BMG is calling the deal its largest acquisition ever

By Patrick Clarke

Tina Turner performing live
Tina Turner (Picture: Alamy)

Tina Turner has become the latest artist to sell the rights to her back catalogue, having struck a lucrative new deal with BMG.

A statement released by BMG said yesterday (October 5) that the company will become “a partner in all of Tina Turner’s music interests.” The deal is described as its single largest artist acquisition ever.

The $300 million (£225 million) deal sees BMG acquire Turner’s artist’s share of her recordings, her writer’s share of publishing and her neighboring rights. BMG has also secured rights to her name, image and likeness for brand partnership, merchandising and sponsorship usages.

Turner’s sizeable solo discography encompasses ten studio albums including the 5x platinum ‘Private Dancer’, and 72 singles including six US top ten hits. Altogether, she has sold over 100 million records.

Warner Music will remain Turner’s record label, and will maintain the share in her records that it has held since she first went solo in the early 1980s.

“Like any artist, the protection of my life’s work, my musical inheritance, is something personal,” Turner said. “I am confident that with BMG and Warner Music my work is in professional, reliable hands.”

BMG CEO Hartwig Masuch added: “We are honored to take on the job of managing Tina Turner’s musical and commercial interests. It is a responsibility we take seriously and will pursue diligently. She is truly and simply, the best.”

Turner follows a slew of high-profile artists to have sold the rights to their back catalogue in recent months. In December 2020, Bob Dylan’s deal with Universal for his songwriting catalogue also fetched $300 million.
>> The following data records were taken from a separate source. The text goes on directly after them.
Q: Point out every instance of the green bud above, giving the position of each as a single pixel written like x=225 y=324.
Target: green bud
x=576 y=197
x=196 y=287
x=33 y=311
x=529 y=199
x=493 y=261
One of the most prolific acquirers of artists’ rights is Hipgnosis Songs, who said in July that they have spent at least $1 billion (£720 million) across deals with artists including Blondie and both Lindsey Buckingham and Christine McVie of Fleetwood Mac.

They also now own Interscope Records co-founder Jimmy Iovine’s worldwide producer royalties and half of Neil Young’s songs, with the second deal thought to be worth $150 million (£110 million).

In August, the three youngest of Prince’s six siblings sold a controlling stake in the rights to the late musician’s intellectual property to New York independent music publisher and talent management company Primary Wave.